Tuesday, March 3, 2009

Fear and Loathing in the D.C. Wasteland

A curious duplicity comes into focus with the release of Fallout 3; the game’s timing was imprecise but close enough to real events. As the world's eyes were turned towards the concept of a new America freed from the ills of the Bush era, so were those of gamers fixated on Bethesda's microcosmic version of the same. Well-known subway stations, memorials to long-dead presidents – all are present and accounted for in both iterations of D.C., all shelter the mistakes of the past, and offer the vague hope of a society free from oppression.

For reasons both too numerous and too readily apparent to mention here, I wasn't able to attend the inauguration of the new U.S. President, Barack Obama. Instead, I attended an altogether different ceremony, in a landscape of a lower resolution – albeit a more idealised one – and thus better suited to recall.* Touring the D.C. Wasteland of Fallout 3, one can avoid the pitfalls of reality, the discomfort of crowds, while still cashing in on the ‘I-was-there-when’ veritas of the magical moment.


In the real world, crowds of adoring democrats, republicrats and assorted hangers-on cried and proclaimed their love for fictive political constructs, tiny paper flags and standing outside in the cold; in the wasteland, crowds of ghouls, Glowing Ones and the inevitable supermutants appeared rather annoyed that I had disrupted their unending search for human flesh, and promptly triggered an instanced attack. Despite the skirmishes and constant search for stimpacks, I decided I had the better deal than those who made the journey to the real Washington – warmth, maps, and haptic feedback being infinitely preferable to biting winds, jingoism and standing shoulder-to-shoulder with Shepard Fairey, a man whose idea of creativity is to watch three scenes from John Carpenter’s They Live. (The PS3’s loading times being what they are, however, the idea of a four-year wait to reset a bad situation may not be inconceivable.)

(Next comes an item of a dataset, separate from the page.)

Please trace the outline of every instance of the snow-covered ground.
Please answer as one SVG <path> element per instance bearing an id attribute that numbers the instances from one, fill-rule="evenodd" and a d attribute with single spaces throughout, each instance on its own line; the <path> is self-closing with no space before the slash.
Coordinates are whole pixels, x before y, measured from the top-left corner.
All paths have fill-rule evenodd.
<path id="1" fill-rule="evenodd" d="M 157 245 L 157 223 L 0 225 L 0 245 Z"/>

Exiting at Foggy Bottom station in my ideal version of D.C., there was a wasteland wanderer begging for purified water or bottlecaps (the local equivalent of money). The U.S. News’ Robert Schlesinger would later write of running into a homeless man outside Foggy Bottom on inauguration day, a man with the audacity to ask for change. “Even the homeless have talking points,” Schlesinger quips, before fighting against the tide of humanity to watch the inauguration from the safety (and warmth) of his office.


Parallel structures abounded that day. Was the version of the inauguration I ‘attended’ any less real than that version Schlesinger avoided? Certainly we both saw the same television coverage, but the version of Washington D.C. I've spent so much time in is simply more real than the other place. I know the tripwires around Arlington Cemetery, the difficulties in navigating the trenches in front of the Capitol building, the inadequacies of defending the Lincoln Memorial. Why, then, would I really need to go to Washington, if not to destroy my memories of the city as I know it?


* When John Key stepped up to become our own nation’s new Prime Minister last year, however, I didn’t feel the need to find some next-gen version of the ceremony I could pretend to attend. A bootleg copy of Dig Dug and a damp towel perfectly emulated both the self-congratulatory Parnell house-party and Key’s speaking ability, respectively.